İşkencecinin Resmi
Yıllar önce, belki yirmi yıl önce Bornova
büyük parkta görmüştüm onu. Bin operasyon günleriydi. Devlet terörünün dehşet
saçtığı, katillerin cirit attığı, ölülerin bile kayıp edildiği, toplu mezarlara
gömüldüğü zamanlardı. Adını çok iyi bilsem de gördüğüm insanın o olduğunu
anlamamıştım. Yedi sekiz kişilerdi; Alime, Osman, Muammer aklımda kalanlar.
Öylesine laflıyorlardı. Gündelik olaylardan konuşuyor, olan bitene kızıyor, yenilmiş
olmanın, siyaseten müdahale edememenin ezikliğini yaşıyorlardı. Bir ara kızgınlıkla
bir şeyler söyledi. Konuya dair bilmiş havalarda karşılık verdim, herhangi biri
sanmıştım. Baktı belli belirsiz bir gülümsemeyle. Sanırım beni öğrenci sandı.
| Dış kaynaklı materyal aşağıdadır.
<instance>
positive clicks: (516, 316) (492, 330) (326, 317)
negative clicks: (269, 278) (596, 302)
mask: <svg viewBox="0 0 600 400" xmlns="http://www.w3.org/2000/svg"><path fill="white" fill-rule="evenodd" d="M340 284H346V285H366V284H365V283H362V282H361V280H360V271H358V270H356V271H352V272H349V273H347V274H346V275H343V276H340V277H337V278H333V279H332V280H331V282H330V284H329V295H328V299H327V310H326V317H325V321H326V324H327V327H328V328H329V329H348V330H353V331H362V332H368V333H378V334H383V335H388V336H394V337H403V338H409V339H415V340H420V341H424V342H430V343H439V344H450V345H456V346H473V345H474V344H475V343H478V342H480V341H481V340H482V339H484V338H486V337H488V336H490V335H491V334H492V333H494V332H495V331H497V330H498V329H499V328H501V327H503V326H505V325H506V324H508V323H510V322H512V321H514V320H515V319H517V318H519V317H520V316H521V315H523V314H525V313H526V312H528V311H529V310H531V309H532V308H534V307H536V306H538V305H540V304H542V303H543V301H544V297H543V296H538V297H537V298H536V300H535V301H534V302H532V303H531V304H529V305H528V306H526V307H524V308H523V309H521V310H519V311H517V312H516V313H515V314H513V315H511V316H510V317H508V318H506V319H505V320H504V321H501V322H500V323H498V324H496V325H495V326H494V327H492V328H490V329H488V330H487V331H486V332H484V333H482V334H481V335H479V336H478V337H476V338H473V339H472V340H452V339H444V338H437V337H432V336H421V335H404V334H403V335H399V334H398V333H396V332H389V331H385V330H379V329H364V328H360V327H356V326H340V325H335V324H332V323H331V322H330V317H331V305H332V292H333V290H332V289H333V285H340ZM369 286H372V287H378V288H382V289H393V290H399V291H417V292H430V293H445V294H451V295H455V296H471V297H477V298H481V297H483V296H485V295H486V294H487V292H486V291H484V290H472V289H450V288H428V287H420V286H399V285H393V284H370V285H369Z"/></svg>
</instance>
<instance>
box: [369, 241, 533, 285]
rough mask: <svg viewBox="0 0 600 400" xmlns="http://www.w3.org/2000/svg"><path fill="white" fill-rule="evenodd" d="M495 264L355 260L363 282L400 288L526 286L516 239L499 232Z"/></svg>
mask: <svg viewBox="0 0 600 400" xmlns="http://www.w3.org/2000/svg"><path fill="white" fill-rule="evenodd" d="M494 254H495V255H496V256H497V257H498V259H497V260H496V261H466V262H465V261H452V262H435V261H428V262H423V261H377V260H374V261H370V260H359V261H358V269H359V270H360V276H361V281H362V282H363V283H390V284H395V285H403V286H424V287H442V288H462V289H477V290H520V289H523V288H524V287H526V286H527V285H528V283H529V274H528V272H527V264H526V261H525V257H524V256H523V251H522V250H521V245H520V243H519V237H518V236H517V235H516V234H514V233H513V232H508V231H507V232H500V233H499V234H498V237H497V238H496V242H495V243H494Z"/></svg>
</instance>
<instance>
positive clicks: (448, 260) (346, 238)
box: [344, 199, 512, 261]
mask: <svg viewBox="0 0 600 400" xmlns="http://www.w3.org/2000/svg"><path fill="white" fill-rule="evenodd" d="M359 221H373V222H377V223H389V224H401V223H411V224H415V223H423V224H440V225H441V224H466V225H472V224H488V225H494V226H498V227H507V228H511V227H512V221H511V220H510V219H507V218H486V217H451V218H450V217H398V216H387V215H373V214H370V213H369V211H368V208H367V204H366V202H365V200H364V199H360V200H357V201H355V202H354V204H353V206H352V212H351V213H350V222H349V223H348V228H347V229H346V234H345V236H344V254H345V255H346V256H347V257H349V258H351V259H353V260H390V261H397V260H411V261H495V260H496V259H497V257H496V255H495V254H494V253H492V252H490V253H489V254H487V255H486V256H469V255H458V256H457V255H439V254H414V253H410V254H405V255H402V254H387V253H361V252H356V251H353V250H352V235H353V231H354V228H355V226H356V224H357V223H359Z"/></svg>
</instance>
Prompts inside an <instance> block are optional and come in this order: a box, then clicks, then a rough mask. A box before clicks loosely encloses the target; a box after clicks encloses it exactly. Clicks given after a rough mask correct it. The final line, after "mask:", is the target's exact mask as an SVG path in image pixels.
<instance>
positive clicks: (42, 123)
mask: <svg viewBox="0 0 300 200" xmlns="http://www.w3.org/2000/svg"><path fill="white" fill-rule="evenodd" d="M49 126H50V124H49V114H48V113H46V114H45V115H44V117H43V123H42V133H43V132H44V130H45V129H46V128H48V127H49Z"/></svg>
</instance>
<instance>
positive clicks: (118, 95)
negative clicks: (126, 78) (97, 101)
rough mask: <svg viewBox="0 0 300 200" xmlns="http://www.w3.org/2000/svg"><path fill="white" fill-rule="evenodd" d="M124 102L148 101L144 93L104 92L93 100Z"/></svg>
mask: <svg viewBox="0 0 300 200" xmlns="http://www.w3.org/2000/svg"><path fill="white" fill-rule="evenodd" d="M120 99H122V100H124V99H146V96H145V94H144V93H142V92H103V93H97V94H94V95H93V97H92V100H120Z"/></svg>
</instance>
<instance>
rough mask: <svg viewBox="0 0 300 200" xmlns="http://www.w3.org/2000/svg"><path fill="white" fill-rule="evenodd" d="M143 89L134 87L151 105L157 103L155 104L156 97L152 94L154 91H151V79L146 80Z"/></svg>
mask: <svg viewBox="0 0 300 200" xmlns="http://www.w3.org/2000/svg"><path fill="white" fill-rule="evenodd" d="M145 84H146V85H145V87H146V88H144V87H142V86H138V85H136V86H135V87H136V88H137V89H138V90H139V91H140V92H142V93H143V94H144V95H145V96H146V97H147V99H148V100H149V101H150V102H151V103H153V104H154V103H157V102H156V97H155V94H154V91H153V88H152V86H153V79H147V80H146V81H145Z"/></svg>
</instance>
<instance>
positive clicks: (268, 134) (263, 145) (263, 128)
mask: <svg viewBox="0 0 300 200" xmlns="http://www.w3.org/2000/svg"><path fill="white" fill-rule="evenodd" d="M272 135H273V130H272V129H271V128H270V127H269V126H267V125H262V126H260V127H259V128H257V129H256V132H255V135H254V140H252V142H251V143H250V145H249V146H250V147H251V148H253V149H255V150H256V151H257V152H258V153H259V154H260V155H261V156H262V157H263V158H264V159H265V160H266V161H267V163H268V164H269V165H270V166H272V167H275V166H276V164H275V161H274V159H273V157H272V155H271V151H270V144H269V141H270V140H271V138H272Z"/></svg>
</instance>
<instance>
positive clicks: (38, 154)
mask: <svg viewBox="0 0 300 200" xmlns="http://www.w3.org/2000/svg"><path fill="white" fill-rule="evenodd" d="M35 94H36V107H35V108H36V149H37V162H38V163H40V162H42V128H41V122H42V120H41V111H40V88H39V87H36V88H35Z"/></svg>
Osman kulağıma fısıldadı, yutkundum, adını söylemişti.
Ne zaman Nasuh Mitap adını duysam, bir
yerlerde okusam; zamansız, boşlukta asılı gibi duran bir mekan, nerede olduğunu
tam bilemediğim karanlık, soğuk hücreler aklıma gelir onunla birlikte. Benim
gibi güneyde bir yerlerde Akdeniz esintileri ile büyümüş birisinin, kardan
sonraki Ankara soğuğunda üryan bir halde su işkencesine maruz kalması… Burası,
akla hayale gelmeyen çeşitlilikte işkenceleri ile meşhur, uzak zamanlarda kalsa
bile hep taptaze, daha dünmüş gibi hatırlanan, binlerce insanın payına düşeni aldığı o merkezdi;
DAL.
“Haddinizi bilin lan, tekne kazıntıları; ağa
babalarınızın hepsi elimizden geçti,” diyen o sesin sahibinin dalga geçtiğini
sanmıştık önce. Öyle ya, direncimizi kırmak için fiziki işkencelerin yanında neler
neler söylemiyorlardı ki? Daha sonra davacı olduğumuz için o işkencecinin adını
mahkeme salonunda duyduğumuzda gözlerimiz fal taşı gibi açılmıştı. Nasuh abinin
çizilmiş resmini göstererek ‘benim işkencecim bu’ dediği, cunta şeflerinin
üstün başarılarından dolayı ödül verdiği işkenceci idi karşımızdaki. Sürek
avlarında iyi koku alan, her nefes verişinde çürük dişleriyle tuhaf kokular
çıkaran, iç dünyası o iğrenç yüzüne yansıyan, bin kişinin içinde işte bu
denilecek cinsten biri, derin çizgileriyle kara yüzlü işkenceci…
Bir de aynı hücrede kaldığı, öldürüldüğünü
duyunca üzüldüğünü belirttiği Muhsin Yazıcıoğlu’yla ilgili duyguları… Cuntadan
sonra başka bir zamanda ve mekanda aynı ranzayı on beş gün altlı üstlü
paylaştığım, gecenin bir saatinde hikmetli hikayeler anlatıp bir süre sonra anlattıklarından
ürküye kapılan o ülkücü, faşist. Hazin öyküsü, miadı dolunca ya da çizgi dışına çıkınca
bir kenara atılan, öldürülen öncüllerine ne kadar benziyordu.
Nasuh abinin, daha iki hafta önce TEK-DER’in
yıllık buluşmasında bir daha yataktan kalkamayacağını gözyaşları içinde
söyleyen yakın arkadaşının, ablamın hüznüyle…
Yıldızlar yoldaşın olsun koca çınar!